The messages should update periodically to show progress and set the right tone throughout the waiting process.

Design Iteration

It's all about the perception of the wait

The loader is a great way to keep users engaged by providing a sense of control and transparency. Ideally, it should show how much time is left for the loading process. However, in our case, an estimated loading time was unavailable, and I almost abandoned the idea of adding a loader.

While drawing inspiration from other products and brainstorming with engineers, I realized that the actual loading time isn’t as important as the perceived loading time. If the design can make users feel that the wait is shorter, then it’s a success.

Three-step loader

The first version of the loader I designed broke the loading process into three steps to make it feel more manageable. I worked with the engineers to see if the frontend could fetch backend status updates, and soon I discovered that it wouldn’t work because one step took the majority of the loading time, while the others took just one or two seconds.

Final solution - "Fake" loader

With no estimated loading time and no clear way to break the process into steps, I had to get creative in shaping the user’s perception. The loader relied on two tricks:

Keeping it moving

Keeping the loading animation in motion to signal progress, using a constantly moving progress bar and a motion graphic.

Sunk-cost effect

Using the sunk-cost effect to make it harder for users to abandon. This is achieved by quickly moving the progress bar for the first few seconds, giving the impression that most of the work is already done.

Here’s how the loader worked:

The progress starts quickly and then slows to a consistent pace.
Once the answer is ready, the progress jumps to 100%, signaling completion.

I translated this approach into "if/then" logic and developed formulas to calculate the loader’s progress, making it easy for engineers to implement. These formulas were also highly scalable, ensuring they could adapt to any changes in the timeout limit without requiring significant rework.

Edge cases

Designing for different scenarios

The big loading component could be an overkill for quick responses

While sharing my design with the UX team, I realized that a big loading component could create the perception of slowness for answers that are generated quickly. To address this, I decided to divide the loading process into two phases. For answers generated within 4 seconds, the loading animation would simply show a light-weight three-dot animation. After 4 seconds, the full loading component would appear.
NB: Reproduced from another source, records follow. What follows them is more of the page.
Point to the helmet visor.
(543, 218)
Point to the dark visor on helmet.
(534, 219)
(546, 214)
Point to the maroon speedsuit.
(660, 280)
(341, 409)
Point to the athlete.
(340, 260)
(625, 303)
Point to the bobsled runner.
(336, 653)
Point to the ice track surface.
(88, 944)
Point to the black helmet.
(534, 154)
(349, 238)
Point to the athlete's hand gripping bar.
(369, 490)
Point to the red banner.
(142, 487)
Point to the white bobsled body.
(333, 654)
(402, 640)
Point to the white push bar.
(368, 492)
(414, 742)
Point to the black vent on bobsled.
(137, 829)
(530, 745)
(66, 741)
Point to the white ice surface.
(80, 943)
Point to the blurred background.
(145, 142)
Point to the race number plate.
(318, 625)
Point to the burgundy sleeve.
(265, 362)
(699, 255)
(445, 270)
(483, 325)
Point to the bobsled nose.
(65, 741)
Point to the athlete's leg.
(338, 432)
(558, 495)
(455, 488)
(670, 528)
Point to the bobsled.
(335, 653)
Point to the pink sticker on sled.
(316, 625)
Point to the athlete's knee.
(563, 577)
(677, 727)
The 4-second threshold was based on the average time it takes for Mathway—the fastest model—to generate answers, typically within 10 seconds.

No answer state

Initially, the content designer and I considered setting the expectation that sometimes users might not get an answer even after waiting 45 seconds, with an apology message in case that happened. However, after discussing with the PM, we agreed that we didn’t want this edge case to negatively impact the perceived quality of the product. Instead, we opted for a more positive tone. As the 45-second timeout approached, the message would change to: “Your solution is taking longer than expected. Almost done!” This helped set the right expectations as the likelihood of no answer increased. If the system failed to generate a solution, we provided similar Q&As from the archive, offering something helpful instead of simply stating it was an error.

Outcome

Successfully preventing user drop-off

Without the loading state design, most users would likely abandon the site after 10 seconds of waiting. After launching the new AI learning experience with the loading design, there was no noticeable increase in drop-off rates.

Reflection

Utilizing visualization skills to enhance cross-functional collaboration

I initially created the loading timeline just for myself to understand the complex backend process. However, I soon discovered it was incredibly helpful for the PM and engineers to clarify loading times and communicate with the squads we depended on. As a designer, I once associated visualization only with wireframes, prototypes, and user flows. In reality, my true superpower goes far beyond these artifacts.